Ces exercices ne sont pas faciles, et l'on a aussi besoin de méthodologies pour s'y lancer.

 

C'est précisément l'objet des démarches de "Scenario Planning" dont j'ai déjà parlé dans ce blog, comme ICI, ou ICI. 

Le point de départ du scenario planning est la prise conscience que le monde est caractérisé par ce que Rafael Ramirez et Angela Wilkinson appellent dans leur livre " Strategic reframing", TUNA : Turbulence, Uncertainty, Novelty, Ambiguity. Et ces caractéristiques sont les conditions de tous les changements et disruptions que nous connaissons. 

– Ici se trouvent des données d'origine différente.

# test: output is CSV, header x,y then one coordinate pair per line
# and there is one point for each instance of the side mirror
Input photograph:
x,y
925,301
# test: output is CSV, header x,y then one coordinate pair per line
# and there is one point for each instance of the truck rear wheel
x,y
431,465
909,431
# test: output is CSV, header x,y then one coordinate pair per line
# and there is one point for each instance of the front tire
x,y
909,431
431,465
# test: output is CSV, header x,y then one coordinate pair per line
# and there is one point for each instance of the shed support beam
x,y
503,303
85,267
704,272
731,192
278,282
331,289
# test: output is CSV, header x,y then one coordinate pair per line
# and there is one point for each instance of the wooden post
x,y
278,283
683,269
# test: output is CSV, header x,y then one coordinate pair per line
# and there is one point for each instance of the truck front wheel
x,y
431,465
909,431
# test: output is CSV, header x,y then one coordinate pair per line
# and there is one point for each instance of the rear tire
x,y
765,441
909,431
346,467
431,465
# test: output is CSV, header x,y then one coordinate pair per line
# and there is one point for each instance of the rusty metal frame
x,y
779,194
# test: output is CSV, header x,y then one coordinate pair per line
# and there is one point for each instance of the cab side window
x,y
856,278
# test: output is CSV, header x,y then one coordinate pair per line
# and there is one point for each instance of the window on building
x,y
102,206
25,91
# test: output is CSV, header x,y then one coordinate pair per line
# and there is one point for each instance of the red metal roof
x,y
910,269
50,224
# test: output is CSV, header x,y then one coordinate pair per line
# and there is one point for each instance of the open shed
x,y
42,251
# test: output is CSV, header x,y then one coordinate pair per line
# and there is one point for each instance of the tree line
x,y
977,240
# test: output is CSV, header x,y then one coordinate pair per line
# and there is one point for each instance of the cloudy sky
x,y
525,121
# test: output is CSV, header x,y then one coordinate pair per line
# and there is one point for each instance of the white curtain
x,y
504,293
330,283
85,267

Alors dans ce contexte, comment explorer le futur ? 

Cette question trouve son origine dans les sciences sociales, et plusieurs écoles s'y sont attaqué; cette branche de la philosophie a un nom : l'épistémologie, qui étudie comment connaître et découvrir la vérité. 

L'épistémologie la plus utilisée dans les sciences sociales est cette qui a été adaptée des sciences "naturelles" (chimie, physique) et nommée positivisme. Les positivistes, comme Leibnitz, considèrent que la réalité existe de manière indépendante, et que la tâche du chercheur est de découvrir cette réalité "objective". Dans la recherche du futur, cette démarche positiviste a ses limites : elle permet de définir le consensus sur les faits non contestés, mais ne challenge pas complètement les certitudes.Si tous les experts partagent la même vision fausse, cette fausse vision sera confondue avec la vérité, jusqu'à ce qu'un nouveau chercheur vienne démontrer que l'hypothèse est fausse (on est sûr que tous les cygnes sont blancs, jusqu'à ce que l'on découvre qu'il existe des cygnes noirs).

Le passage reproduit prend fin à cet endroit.